CHILLI CON CARNE
Fry the onions and garlic in a little olive oil until soft.
Add the chilli powder and ground cumin and fry until fragrant.
Add the mince and fry until done.
Season with salt and pepper.
Add the sun-dried tomatoes, cinnamon stick and tomato purée and bring to the boil.
Simmer until done and the liquid has evaporated.
Add the kidney beans and simmer for about 20 minutes. Cool.
Roll out the puff pastry until slightly thinner and cut out 10 cm circles.
Spoon a teaspoonful of the chilli con carne mixture on one half of each pastry circle and fold over the other half to form a crescent.
Press the edges together with a fork and brush the pastry with whisked egg. Chill until needed.
Just before serving, heat the oven to 200 °C and bake the pastries for about 10 minutes or until golden brown and puffed out.

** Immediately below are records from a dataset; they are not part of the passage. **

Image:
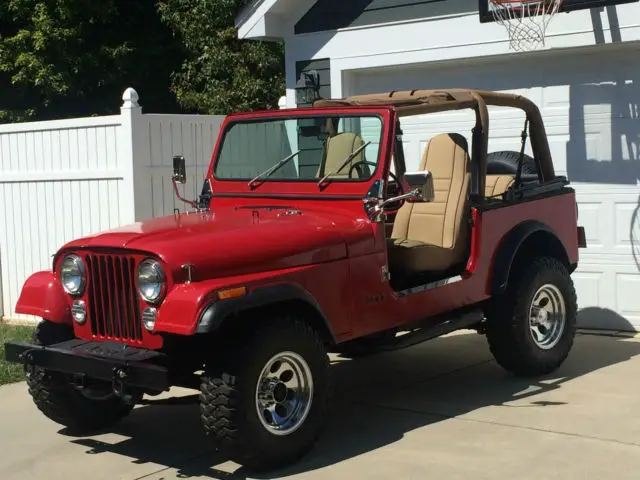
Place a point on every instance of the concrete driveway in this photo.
(439, 410)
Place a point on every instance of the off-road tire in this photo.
(60, 401)
(505, 162)
(507, 325)
(228, 408)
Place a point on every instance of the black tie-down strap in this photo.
(523, 136)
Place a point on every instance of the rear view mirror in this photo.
(179, 169)
(421, 182)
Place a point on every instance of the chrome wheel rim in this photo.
(547, 316)
(284, 393)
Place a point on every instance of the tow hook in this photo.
(29, 364)
(118, 383)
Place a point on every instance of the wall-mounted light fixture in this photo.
(308, 87)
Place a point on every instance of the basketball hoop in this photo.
(526, 21)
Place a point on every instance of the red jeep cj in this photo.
(310, 237)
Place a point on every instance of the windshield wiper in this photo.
(344, 162)
(272, 169)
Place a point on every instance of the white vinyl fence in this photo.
(64, 179)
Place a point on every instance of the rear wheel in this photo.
(263, 404)
(91, 407)
(531, 327)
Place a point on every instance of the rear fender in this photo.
(42, 295)
(511, 245)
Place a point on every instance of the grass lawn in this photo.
(12, 372)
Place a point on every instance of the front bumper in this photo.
(123, 365)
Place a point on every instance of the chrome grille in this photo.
(114, 312)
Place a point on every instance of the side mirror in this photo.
(422, 182)
(179, 170)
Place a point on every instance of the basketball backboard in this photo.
(485, 6)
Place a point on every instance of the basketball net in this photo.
(526, 21)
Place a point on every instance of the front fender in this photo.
(179, 311)
(195, 308)
(42, 295)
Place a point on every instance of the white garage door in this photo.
(590, 103)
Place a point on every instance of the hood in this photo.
(237, 240)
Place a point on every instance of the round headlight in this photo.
(72, 275)
(150, 279)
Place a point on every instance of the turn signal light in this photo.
(232, 293)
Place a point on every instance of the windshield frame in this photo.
(308, 186)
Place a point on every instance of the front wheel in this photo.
(531, 327)
(264, 404)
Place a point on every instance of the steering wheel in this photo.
(391, 207)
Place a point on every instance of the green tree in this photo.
(63, 58)
(222, 74)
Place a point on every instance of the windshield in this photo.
(309, 148)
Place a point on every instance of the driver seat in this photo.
(336, 149)
(434, 236)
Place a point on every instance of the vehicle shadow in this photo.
(377, 401)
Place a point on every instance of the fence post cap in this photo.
(130, 98)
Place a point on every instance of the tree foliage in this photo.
(221, 73)
(65, 58)
(62, 58)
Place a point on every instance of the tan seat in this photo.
(337, 148)
(434, 235)
(497, 184)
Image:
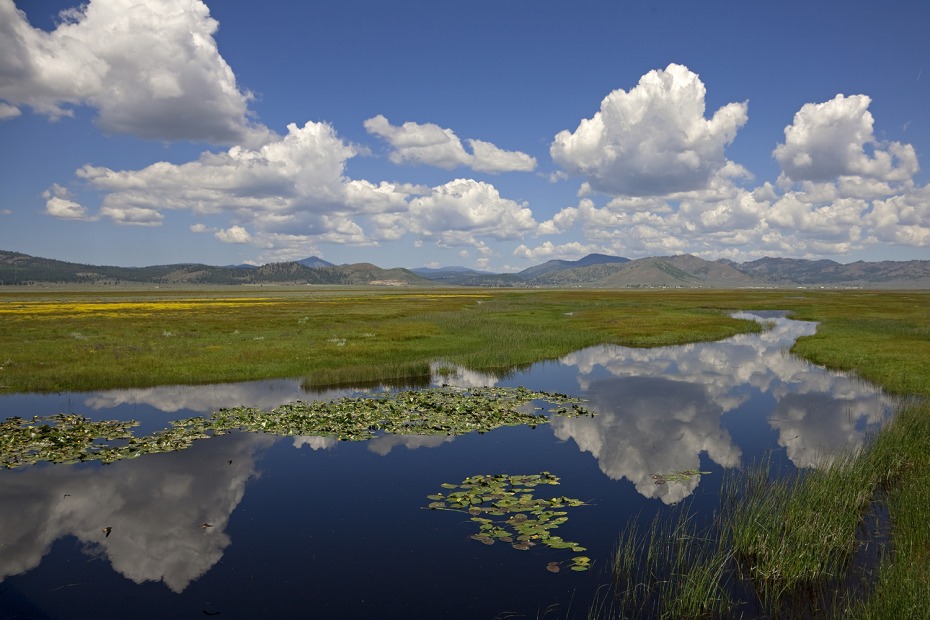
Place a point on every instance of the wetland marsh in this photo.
(253, 512)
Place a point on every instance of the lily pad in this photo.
(504, 508)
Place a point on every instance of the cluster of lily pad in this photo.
(678, 476)
(67, 438)
(505, 510)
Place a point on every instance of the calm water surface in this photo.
(314, 528)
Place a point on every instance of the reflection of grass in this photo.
(795, 539)
(884, 336)
(338, 336)
(790, 544)
(329, 336)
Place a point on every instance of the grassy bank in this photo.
(87, 340)
(781, 537)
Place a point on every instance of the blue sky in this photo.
(489, 134)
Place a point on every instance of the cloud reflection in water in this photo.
(659, 409)
(155, 505)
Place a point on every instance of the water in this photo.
(251, 525)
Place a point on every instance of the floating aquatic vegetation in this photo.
(68, 438)
(678, 476)
(505, 510)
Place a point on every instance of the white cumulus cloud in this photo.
(652, 140)
(828, 140)
(233, 234)
(151, 69)
(469, 208)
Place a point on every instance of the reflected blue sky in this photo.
(188, 527)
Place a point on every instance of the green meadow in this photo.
(787, 536)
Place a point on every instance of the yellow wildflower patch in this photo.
(58, 309)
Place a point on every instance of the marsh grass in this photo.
(803, 544)
(671, 570)
(331, 337)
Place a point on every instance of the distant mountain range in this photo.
(592, 271)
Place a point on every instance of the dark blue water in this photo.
(249, 525)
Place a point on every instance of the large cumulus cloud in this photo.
(653, 139)
(840, 189)
(151, 69)
(828, 140)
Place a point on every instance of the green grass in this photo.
(790, 534)
(87, 341)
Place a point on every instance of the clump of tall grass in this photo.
(794, 535)
(788, 544)
(903, 585)
(671, 570)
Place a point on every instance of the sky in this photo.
(487, 134)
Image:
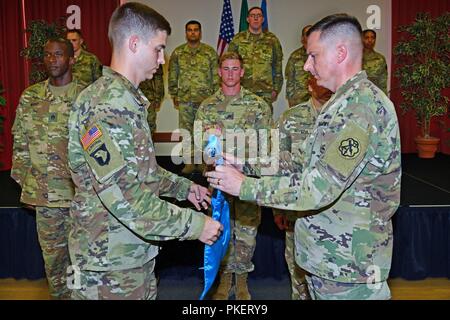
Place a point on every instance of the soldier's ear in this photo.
(133, 42)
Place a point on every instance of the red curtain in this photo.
(404, 12)
(94, 26)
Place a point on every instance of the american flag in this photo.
(226, 28)
(90, 136)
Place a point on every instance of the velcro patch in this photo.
(103, 155)
(347, 150)
(90, 137)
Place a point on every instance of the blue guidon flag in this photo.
(220, 212)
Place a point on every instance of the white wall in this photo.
(286, 18)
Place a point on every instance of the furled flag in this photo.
(266, 21)
(226, 28)
(214, 253)
(243, 23)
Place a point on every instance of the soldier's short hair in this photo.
(231, 56)
(305, 29)
(67, 43)
(253, 8)
(370, 30)
(77, 31)
(339, 25)
(135, 18)
(193, 22)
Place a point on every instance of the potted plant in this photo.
(424, 73)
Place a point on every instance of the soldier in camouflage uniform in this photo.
(296, 77)
(295, 125)
(153, 90)
(117, 213)
(262, 56)
(374, 62)
(231, 111)
(192, 78)
(351, 177)
(87, 67)
(40, 159)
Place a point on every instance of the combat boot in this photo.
(241, 287)
(224, 288)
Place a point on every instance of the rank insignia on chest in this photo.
(90, 137)
(101, 155)
(349, 148)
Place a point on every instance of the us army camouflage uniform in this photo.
(235, 115)
(294, 125)
(192, 78)
(297, 78)
(352, 178)
(117, 213)
(87, 68)
(263, 59)
(153, 90)
(40, 168)
(376, 68)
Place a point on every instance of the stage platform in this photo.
(421, 231)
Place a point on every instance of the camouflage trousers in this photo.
(53, 231)
(298, 281)
(151, 115)
(130, 284)
(324, 289)
(245, 218)
(186, 118)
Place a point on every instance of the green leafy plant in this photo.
(40, 31)
(424, 67)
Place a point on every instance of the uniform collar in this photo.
(137, 94)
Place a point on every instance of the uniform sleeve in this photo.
(321, 185)
(97, 69)
(383, 76)
(290, 78)
(173, 75)
(277, 66)
(116, 179)
(214, 71)
(21, 161)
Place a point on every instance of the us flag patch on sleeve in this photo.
(90, 136)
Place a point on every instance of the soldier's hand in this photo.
(233, 161)
(176, 103)
(281, 221)
(274, 95)
(211, 231)
(199, 196)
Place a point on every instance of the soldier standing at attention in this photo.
(374, 62)
(192, 78)
(351, 178)
(40, 158)
(262, 56)
(87, 67)
(233, 110)
(153, 89)
(297, 78)
(117, 214)
(295, 125)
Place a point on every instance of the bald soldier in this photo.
(40, 159)
(351, 178)
(117, 213)
(192, 78)
(374, 62)
(262, 56)
(297, 78)
(232, 111)
(87, 68)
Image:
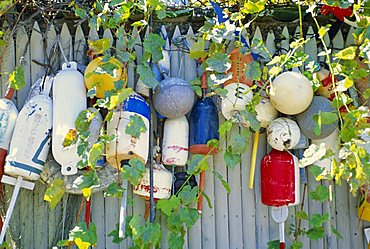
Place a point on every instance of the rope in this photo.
(63, 54)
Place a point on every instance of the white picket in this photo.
(79, 46)
(22, 50)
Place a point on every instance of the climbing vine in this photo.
(213, 43)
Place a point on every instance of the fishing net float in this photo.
(69, 99)
(28, 152)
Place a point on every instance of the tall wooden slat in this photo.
(79, 46)
(22, 49)
(66, 43)
(176, 56)
(208, 214)
(248, 202)
(235, 207)
(8, 61)
(52, 50)
(221, 200)
(189, 64)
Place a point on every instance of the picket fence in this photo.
(236, 220)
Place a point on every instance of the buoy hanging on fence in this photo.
(29, 146)
(283, 134)
(266, 113)
(280, 179)
(31, 141)
(175, 146)
(173, 97)
(331, 143)
(237, 97)
(204, 127)
(306, 122)
(291, 93)
(143, 89)
(238, 64)
(69, 99)
(102, 74)
(162, 185)
(125, 146)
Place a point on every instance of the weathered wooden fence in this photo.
(237, 220)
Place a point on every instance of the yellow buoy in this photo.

Sprinkle with paprika and serve.
The chilli con carne mixture makes more than is needed for the empanadas. Halve the recipe if making only the empanadas. Alternatively, freeze the remaining mixture, or: use to make:
Spread eight to 10 soft tortilla shells with a thin layer of chilli tomato jam, guacamole or chilli con carne.
Roll up and cut into diagonal slices.
Secure with cocktail sticks and garnish with fresh herbs.